When she and her husband, Jerry, returned to Appleton from the trip, Rickert found herself haunted by those memories and wanting to do more to help.
“I started going online and looking up Haiti,” she said. “What caught my eye were pillowcase dresses.”
She found the idea in Tennessee where some Catholic parishes were making the dresses for earthquake victims in Haiti. The simple pattern used one pillowcase with the seam end cut open. Adding elastic to the open top and seaming in armholes creates a dress.
Rickert, who belongs to her parish’s Service and Justice Commission approached the other members with the idea. They agreed to help. Catholic Financial Life, a faith-based financial services company, will pay for shipping the dresses.
And, through word of mouth, dresses started coming in before the sewing day, held May 7.
“I thought maybe 100 dresses,” Rickert said. “We’re going to have a lot more than that.”
One lady brought five dresses to Rickert’s place of work. A volunteer at St. Vincent de Paul started setting aside pillowcases.
On the sewing day itself, Joanne Delforge brought in eight dresses that she had made after hearing about the project. She had sewn them — including one made from a man’s dress shirt, complete with the pocket — in the space of three weeks.

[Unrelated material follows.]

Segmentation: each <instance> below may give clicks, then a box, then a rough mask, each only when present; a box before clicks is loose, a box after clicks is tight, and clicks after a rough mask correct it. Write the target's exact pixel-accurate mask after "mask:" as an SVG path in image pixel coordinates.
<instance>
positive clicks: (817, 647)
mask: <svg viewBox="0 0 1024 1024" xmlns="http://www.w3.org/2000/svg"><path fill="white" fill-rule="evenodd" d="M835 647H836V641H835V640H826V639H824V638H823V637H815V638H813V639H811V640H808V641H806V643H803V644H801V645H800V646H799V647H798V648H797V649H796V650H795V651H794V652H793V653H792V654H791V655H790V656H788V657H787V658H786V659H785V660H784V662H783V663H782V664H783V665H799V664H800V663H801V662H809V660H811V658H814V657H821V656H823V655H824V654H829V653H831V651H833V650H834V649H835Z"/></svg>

“I have a slow computer,” Delforge said. “So while the computer is loading up, I go over to my sewing machine. I like to sew and this is a worthwhile project.”
Carol Sullivan brought her daughters, Paige, Ashley, Jaclyn and Amber, May 7 to learn to sew.
“Karen invited us,” Sullivan said. “She’s devoted to the cause, so when she asked for help, I thought it would be fun.”
She also thought it was a life lesson for her girls. “I know I’m teaching them to serve others and giving them opportunities to serve other people, but to be told to do it and to be given an opportunity to do it are two different things.”
Anita Revord had come to the sewing day along her mother, Yvonne Sondgeroth, who was visiting from Illinois. Sondgeroth, a retired seamstress, planned to take several dozen dresses back home to finish by the end of the month.
She also intends to enlist aid in Illinois.
Rickert plans on another sewing day in the fall. She’s thinking that they might make tank tops and/or shorts for boys on that day. She has also asked St. Thomas More’s pastor, Father Jim Lucas, to bless all the clothing before it is shipped.
“I would just love to go and work with Sister Maria all the time,” Rickert said. “But I have to work to pay for my house.”
So, for now, she’ll just keep the dresses coming. And she and Jerry plan to be on the next diocesan mission trip to the Dominican Republic.